In a rush to succeed
James Harrison has emerged as the next great edge-rushing Steeler outside linebacker, in the tradition of Kevin Greene, Greg Lloyd, Jason Gildon, and Joey Porter. And they might have already found another one. Third-year pro Lamarr Woodley announced his presence in last year’s playoffs, with six sacks in three games, and he hasn’t slowed down. He has only two sacks in 2009 but has become more complete, with 25 tackles, nine quarterback pressures, three passes defensed, and perhaps the biggest play of the Steelers’ season: a 77-yard return of a Brett Favre fumble in the win over Minnesota. He told the Pittsburgh Tribune-Review that being the sixth defensive end (his college position) taken in the 2007 draft motivates him: “Everybody that got drafted in front of me, I’m doing better than them.’’ He went 46th overall, and was the third player off his Michigan defense selected - behind Bengals corner Leon Hall and Cardinals tackle Alan Branch, and one spot above fellow Wolverine and current Jet David Harris.

Sign of the times
During the Chiefs’ bye week, first-year coach Todd Haley put signs around the team’s facility, one of which got plenty of attention.
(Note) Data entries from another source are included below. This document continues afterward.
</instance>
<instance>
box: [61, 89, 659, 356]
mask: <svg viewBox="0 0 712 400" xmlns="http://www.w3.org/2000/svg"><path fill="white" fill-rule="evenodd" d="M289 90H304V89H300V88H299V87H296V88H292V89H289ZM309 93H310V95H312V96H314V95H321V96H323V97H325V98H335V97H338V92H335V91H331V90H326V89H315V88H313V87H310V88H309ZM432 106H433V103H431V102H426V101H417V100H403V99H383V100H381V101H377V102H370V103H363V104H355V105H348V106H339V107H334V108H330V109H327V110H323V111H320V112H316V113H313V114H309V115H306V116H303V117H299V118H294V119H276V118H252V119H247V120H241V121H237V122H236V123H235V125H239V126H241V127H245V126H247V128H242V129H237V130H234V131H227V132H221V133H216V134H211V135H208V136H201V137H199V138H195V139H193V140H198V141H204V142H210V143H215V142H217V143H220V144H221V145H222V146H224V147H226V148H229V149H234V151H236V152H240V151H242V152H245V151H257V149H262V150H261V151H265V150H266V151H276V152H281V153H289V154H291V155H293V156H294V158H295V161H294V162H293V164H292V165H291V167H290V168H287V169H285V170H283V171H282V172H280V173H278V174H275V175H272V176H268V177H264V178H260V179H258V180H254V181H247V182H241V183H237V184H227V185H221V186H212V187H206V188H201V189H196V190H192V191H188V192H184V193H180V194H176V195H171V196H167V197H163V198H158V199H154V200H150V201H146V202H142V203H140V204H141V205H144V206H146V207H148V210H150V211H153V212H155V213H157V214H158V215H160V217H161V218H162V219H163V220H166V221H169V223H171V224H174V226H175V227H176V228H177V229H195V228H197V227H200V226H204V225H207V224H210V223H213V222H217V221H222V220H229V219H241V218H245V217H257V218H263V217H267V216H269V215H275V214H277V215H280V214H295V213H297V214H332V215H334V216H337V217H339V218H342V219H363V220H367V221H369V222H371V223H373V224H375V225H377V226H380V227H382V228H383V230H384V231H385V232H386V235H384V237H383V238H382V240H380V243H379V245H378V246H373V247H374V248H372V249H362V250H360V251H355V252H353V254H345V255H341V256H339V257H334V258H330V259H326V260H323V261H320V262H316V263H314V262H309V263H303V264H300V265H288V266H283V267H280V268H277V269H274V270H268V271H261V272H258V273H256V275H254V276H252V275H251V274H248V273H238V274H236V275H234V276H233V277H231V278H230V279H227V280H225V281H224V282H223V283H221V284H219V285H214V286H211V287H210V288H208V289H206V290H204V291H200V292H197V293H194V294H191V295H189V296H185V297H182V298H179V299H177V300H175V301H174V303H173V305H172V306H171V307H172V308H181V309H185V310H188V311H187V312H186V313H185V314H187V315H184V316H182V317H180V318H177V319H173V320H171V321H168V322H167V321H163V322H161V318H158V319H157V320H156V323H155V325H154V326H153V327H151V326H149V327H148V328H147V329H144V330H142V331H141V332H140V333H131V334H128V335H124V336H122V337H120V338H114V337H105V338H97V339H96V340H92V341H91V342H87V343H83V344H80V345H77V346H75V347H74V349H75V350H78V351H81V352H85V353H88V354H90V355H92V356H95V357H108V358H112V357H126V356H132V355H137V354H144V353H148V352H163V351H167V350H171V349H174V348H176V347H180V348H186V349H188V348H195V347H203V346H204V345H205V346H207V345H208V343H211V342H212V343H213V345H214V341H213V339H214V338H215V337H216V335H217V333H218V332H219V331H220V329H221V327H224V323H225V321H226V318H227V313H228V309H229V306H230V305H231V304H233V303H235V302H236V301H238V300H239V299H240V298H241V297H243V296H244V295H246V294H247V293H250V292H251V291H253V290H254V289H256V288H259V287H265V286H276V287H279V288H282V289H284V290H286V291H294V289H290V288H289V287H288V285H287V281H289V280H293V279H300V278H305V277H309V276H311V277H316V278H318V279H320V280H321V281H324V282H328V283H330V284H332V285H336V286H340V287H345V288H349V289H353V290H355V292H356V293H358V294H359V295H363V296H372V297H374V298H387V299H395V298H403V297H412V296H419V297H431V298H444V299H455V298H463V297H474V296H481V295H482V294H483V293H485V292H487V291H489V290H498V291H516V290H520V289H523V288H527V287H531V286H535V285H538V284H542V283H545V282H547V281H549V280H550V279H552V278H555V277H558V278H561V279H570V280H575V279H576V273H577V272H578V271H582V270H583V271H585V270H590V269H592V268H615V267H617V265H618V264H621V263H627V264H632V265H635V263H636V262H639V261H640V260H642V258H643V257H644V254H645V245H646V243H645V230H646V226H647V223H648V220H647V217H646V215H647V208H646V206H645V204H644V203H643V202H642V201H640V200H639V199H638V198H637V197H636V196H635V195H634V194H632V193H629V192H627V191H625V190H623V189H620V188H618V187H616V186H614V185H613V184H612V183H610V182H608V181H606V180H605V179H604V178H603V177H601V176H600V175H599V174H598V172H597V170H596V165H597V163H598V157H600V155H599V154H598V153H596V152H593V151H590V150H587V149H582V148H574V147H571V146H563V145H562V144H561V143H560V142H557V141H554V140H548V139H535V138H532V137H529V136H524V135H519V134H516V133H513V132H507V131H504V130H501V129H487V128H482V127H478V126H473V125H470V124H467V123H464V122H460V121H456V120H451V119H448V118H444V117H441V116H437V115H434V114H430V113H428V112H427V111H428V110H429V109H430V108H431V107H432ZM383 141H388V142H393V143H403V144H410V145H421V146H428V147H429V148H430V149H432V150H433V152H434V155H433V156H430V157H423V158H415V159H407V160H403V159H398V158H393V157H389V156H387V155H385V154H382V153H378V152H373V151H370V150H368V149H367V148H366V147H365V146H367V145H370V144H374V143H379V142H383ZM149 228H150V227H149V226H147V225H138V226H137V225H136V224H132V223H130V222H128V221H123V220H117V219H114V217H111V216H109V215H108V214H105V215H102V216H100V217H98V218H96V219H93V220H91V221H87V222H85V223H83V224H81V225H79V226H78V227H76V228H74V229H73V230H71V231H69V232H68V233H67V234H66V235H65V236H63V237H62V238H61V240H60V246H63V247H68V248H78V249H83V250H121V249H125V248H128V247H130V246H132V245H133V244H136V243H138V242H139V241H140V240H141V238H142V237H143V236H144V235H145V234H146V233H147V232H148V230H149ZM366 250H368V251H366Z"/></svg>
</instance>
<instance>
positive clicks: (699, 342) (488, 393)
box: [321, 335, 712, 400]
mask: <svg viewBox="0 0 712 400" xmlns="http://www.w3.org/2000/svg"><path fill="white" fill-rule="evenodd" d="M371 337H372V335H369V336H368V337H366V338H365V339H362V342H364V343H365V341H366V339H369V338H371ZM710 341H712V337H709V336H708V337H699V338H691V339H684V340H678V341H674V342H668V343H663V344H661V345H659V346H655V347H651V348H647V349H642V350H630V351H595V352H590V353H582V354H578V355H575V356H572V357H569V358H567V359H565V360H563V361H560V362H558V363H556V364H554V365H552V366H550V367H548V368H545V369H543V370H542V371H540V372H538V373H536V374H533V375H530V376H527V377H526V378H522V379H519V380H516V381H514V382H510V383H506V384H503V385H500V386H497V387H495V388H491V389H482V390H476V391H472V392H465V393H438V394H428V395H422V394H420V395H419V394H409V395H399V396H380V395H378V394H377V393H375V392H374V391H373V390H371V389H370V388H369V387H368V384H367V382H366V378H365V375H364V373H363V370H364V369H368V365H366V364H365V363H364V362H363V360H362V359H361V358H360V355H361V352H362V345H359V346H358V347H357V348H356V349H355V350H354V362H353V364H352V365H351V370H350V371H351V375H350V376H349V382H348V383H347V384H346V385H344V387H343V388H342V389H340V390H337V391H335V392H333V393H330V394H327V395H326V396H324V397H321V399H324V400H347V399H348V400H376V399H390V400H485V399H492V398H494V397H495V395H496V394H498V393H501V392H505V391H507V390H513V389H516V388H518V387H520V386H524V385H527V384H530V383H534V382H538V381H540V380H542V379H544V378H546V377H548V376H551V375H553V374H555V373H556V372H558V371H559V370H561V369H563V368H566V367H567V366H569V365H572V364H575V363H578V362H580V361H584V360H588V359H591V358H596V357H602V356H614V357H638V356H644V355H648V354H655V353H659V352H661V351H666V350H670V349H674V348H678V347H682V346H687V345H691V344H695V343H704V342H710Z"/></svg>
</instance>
It read: “Losers assemble in small groups and complain about the coaches and other players. Winners assemble as a team and find ways to win.’’ From the outside, it looked like an indirect shot at Larry Johnson, who was critical of the coach via his Twitter account after the team was blown out at home against the Chargers in Week 7. Haley, who noted that the sign was up in the Jets and Cowboys facilities when he worked in those places, said that assistant Richie Anderson reminded him how much that quote meant to him when he was a player. “That sign was actually talked about in February,’’ Haley said. “I wanted that one in an area where the players would see it on their way to the field.’’

Who’s the boss?
Redskins legend John Riggins didn’t limit his criticism of Dan Snyder to the owner’s handling of the football team on Showtime’s “Inside the NFL’’ last week. Riggins repeatedly called Snyder a “bad guy’’ and said, “This person’s heart is dark.’’ Big-ticket newcomer Albert Haynesworth went to bat for Snyder on Sirius NFL Radio, saying, “I talk to him at least once a week. They’re usually 15-, 20-, even 30-minute conversations sometimes, depends on what the day is looking like. You know, he’s just a big fan. He’s a guy who will do anything to get the right players and to win.’’ But in a way, all Haynesworth did was give the public one more example of how the club has undermined the authority of its head coach. As if taking his play-calling authority away wasn’t enough.